As you prepare for 2020, we predict that the hyperscale global public cloud leaders will form more alliances while refocusing on their core strengths; leading business app vendors will ditch their proprietary infrastructures; high-performance computing will take off; the crowded cloud-native development ecosystem will deliver service meshes and serverless computing; and cloud management vendors will shift focus to security after a well-publicized public cloud data breach.

Here are three key takeaways from our 2020 cloud computing predictions:

IBM and Oracle will retreat to familiar territory while Alibaba threatens Google. IBM and Oracle will not exit the hyperscale public cloud market, now dominated by AWS, Microsoft, Google, and Alibaba. IBM will focus on helping enterprises use Red Hat’s OpenShift development platform — on any cloud — to modernize core business apps. Oracle will focus on its SaaS and autonomous database products, recommending Azure for general-purpose cloud development services like AI/machine learning, Kubernetes/containers, internet of things, and other emerging innovations. Oracle will ink a high-speed connectivity deal with AWS or Google — it must to serve its customers. Alibaba will generate $4.5 billion in global cloud platform revenue, surpassing Google, but Google will retain its third-place ranking for North American clients due to Alibaba’s small footprint in that region.
Open source cloud-native development battles target service meshes and serverless. The hundreds of open source projects and vendors vying for developer attention in the cloud-native development ecosystem will wage a pitched battle in 2020. Last year, Kubernetes won the battle for container orchestration and launched a host of new commercial offerings that infrastructure and operations pros are only now learning how to implement, secure, and operate. Service meshes promise even more powerful interservice networking, visibility, and security, and serverless opens new programming models abstracted completely from infrastructure concerns. While no one solution has won, Istio stands out today in the service mesh space, and Knative is a solid bet for serverless — and both will most likely be consumed by enterprises as part of a cloud-native development platform from AWS, Microsoft, Google, VMware/Pivotal, or IBM/Red Hat.

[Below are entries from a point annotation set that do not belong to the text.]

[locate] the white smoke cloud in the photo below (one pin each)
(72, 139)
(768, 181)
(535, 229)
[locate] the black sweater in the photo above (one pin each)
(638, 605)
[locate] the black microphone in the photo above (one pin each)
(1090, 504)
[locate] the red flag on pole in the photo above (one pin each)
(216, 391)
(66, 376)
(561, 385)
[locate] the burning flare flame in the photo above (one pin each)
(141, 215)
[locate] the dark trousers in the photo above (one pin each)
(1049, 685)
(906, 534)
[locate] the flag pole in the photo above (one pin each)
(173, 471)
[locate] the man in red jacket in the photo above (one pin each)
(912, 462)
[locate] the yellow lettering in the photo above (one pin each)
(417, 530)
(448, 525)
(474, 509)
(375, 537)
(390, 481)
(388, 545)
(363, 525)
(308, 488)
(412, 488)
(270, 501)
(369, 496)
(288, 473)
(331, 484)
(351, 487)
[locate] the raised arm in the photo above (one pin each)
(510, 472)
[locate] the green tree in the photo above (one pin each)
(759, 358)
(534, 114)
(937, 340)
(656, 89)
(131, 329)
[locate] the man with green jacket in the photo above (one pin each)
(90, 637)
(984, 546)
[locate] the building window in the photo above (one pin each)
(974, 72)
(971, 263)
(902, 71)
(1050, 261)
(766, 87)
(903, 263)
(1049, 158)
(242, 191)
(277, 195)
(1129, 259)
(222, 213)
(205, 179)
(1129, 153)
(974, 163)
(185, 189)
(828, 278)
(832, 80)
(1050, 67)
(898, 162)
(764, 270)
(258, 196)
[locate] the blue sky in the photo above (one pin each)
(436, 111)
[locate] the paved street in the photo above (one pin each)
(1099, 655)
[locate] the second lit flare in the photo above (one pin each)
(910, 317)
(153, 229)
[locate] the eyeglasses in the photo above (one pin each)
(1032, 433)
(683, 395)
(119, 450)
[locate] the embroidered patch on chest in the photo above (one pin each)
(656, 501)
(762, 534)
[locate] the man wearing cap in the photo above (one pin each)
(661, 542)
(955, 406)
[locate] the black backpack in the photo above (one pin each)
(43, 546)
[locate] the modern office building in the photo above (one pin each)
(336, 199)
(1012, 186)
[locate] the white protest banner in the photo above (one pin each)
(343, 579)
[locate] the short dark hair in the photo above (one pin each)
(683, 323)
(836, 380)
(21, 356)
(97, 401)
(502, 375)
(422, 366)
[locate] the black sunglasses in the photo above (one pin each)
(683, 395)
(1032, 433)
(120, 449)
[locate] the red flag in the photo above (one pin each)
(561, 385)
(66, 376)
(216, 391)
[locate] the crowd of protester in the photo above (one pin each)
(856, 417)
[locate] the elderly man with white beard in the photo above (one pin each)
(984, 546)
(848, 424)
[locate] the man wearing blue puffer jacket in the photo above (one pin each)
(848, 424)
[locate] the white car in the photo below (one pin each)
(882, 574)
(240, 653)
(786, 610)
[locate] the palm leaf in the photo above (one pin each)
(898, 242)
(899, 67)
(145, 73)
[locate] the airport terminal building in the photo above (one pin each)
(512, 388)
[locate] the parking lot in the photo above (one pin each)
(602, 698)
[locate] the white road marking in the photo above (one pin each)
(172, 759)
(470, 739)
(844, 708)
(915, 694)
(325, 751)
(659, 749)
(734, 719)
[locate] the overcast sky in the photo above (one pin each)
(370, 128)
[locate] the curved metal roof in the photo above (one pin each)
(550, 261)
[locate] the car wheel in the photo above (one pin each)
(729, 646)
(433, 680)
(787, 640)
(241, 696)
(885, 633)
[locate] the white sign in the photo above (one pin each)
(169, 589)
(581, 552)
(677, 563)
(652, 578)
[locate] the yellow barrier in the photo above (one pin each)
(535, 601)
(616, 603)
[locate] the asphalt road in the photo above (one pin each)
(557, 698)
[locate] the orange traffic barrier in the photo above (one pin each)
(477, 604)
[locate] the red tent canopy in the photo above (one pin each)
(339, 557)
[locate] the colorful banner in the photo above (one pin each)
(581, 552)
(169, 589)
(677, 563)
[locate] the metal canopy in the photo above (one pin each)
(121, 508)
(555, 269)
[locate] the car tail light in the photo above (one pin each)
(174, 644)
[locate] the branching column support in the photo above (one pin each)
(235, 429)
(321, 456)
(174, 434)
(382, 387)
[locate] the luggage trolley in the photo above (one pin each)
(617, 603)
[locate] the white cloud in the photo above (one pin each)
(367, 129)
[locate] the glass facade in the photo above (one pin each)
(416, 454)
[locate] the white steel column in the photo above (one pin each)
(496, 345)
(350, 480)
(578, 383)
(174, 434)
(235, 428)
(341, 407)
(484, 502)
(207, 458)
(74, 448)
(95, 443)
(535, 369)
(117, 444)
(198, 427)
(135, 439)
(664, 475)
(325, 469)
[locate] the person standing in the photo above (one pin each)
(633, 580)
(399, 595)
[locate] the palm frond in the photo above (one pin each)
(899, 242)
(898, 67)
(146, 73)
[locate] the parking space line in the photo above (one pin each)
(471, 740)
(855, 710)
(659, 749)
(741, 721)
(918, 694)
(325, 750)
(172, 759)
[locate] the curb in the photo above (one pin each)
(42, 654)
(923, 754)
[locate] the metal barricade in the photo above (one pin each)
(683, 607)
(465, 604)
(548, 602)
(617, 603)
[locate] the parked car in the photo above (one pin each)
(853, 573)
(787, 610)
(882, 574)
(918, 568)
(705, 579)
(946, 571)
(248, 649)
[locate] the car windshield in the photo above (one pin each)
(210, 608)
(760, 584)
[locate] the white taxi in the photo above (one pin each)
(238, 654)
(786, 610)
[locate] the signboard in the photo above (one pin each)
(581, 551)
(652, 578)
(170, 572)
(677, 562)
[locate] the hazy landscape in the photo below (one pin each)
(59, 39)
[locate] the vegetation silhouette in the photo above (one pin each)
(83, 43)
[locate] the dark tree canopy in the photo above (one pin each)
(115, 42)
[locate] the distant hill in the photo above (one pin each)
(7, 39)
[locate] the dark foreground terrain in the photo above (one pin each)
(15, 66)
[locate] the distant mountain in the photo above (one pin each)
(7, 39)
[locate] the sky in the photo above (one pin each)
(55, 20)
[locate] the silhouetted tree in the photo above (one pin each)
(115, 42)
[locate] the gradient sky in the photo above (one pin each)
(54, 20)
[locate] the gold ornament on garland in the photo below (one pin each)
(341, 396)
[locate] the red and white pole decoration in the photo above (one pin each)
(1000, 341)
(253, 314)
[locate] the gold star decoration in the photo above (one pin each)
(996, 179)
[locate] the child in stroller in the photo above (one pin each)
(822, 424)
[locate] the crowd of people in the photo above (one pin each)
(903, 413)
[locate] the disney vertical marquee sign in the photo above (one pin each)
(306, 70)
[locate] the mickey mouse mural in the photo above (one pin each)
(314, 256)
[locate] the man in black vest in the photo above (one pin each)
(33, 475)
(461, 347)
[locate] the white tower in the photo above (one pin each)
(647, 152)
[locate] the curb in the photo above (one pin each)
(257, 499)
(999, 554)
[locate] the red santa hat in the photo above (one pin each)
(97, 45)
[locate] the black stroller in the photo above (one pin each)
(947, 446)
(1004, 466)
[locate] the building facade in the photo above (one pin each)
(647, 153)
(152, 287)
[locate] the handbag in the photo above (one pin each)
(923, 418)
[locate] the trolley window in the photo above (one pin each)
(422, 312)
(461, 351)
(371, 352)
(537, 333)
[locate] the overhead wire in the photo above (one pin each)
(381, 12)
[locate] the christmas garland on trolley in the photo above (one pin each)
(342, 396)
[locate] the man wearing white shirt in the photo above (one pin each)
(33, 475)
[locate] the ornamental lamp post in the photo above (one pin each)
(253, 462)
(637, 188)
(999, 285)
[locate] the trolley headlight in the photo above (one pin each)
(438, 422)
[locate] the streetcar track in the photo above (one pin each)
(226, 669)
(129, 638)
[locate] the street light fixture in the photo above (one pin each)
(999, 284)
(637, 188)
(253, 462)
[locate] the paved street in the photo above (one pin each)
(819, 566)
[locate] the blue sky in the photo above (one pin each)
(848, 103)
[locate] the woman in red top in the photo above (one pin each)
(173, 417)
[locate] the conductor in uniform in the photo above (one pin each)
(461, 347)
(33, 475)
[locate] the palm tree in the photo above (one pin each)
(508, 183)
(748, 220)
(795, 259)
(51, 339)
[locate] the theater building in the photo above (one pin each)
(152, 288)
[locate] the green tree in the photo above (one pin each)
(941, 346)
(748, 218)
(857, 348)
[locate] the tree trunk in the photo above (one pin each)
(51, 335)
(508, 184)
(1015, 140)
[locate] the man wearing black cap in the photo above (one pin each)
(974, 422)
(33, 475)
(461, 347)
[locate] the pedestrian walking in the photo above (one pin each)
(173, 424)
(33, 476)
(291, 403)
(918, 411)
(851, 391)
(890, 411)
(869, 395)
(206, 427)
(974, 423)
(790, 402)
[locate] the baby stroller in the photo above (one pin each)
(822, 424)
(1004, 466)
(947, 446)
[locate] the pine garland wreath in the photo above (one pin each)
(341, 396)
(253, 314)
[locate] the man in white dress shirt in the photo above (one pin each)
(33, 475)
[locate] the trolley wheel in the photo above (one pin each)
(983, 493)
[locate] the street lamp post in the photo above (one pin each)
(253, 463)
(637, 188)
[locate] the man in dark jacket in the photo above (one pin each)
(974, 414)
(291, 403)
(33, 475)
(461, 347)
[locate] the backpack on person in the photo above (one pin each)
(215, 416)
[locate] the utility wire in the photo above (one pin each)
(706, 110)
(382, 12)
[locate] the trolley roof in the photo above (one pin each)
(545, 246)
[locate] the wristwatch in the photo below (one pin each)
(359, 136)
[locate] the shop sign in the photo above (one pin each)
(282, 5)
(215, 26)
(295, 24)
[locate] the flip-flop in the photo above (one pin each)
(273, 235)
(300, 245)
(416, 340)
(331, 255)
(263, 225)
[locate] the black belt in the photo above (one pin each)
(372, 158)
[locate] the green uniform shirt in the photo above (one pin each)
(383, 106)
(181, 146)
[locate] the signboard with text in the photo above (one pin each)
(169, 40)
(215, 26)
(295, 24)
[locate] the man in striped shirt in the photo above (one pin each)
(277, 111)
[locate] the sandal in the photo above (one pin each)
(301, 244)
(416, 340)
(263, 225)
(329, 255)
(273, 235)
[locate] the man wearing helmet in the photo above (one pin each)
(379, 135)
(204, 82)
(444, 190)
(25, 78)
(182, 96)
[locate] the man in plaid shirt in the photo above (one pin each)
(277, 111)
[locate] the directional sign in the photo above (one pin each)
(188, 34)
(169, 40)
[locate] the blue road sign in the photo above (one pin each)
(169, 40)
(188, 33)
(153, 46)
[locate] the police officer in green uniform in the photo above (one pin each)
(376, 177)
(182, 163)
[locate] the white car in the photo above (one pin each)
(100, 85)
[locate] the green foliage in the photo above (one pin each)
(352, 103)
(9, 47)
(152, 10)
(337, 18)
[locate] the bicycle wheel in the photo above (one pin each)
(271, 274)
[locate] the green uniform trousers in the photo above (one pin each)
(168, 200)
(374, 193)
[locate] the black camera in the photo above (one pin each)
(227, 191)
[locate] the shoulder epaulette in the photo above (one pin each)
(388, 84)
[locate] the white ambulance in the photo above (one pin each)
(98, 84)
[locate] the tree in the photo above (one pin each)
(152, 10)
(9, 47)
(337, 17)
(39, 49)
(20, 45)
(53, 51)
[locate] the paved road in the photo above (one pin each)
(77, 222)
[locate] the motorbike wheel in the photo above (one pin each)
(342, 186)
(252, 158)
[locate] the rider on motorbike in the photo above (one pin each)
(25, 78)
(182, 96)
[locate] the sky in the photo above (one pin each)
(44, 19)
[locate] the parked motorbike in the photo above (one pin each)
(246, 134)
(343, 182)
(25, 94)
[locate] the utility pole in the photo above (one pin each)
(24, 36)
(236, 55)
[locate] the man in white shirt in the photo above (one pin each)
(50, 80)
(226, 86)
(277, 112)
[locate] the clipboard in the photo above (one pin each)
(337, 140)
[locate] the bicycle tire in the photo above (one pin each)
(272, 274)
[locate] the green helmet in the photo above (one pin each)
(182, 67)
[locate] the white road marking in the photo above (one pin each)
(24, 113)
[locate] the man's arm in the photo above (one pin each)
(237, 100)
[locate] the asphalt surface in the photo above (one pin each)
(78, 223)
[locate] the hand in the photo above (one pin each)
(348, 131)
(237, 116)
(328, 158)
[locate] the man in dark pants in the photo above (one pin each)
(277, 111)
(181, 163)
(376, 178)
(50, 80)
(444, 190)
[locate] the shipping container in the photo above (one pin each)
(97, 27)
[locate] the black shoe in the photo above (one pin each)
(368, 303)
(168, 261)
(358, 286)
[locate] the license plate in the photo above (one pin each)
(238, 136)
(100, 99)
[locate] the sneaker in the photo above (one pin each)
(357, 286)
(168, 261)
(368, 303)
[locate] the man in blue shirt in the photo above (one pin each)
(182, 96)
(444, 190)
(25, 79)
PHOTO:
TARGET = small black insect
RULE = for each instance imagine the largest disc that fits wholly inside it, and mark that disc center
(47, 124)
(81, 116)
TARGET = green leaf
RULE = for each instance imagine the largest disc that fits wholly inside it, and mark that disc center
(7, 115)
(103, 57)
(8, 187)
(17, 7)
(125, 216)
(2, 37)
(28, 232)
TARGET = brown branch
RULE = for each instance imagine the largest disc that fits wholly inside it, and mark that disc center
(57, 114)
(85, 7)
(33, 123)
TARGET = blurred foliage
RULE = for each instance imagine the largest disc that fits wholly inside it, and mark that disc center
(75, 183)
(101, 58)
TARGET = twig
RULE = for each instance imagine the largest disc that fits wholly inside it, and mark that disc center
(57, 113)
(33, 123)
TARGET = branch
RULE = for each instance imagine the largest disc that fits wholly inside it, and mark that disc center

Cloud management players must — and will — tackle cloud security. The Capital One breach in AWS has brought attention to the next big cloud management challenge: securing apps and data in an increasingly hybrid cloud world. The hyperscale cloud leaders will ramp up investment in their native security offerings, while cross-cloud management providers must buy, build, and/or acquire security capabilities that go beyond past identity and access management. Early moves began in 2019 when VMware acquired Carbon Black to infuse security throughout its cloud management, virtualization, and container products.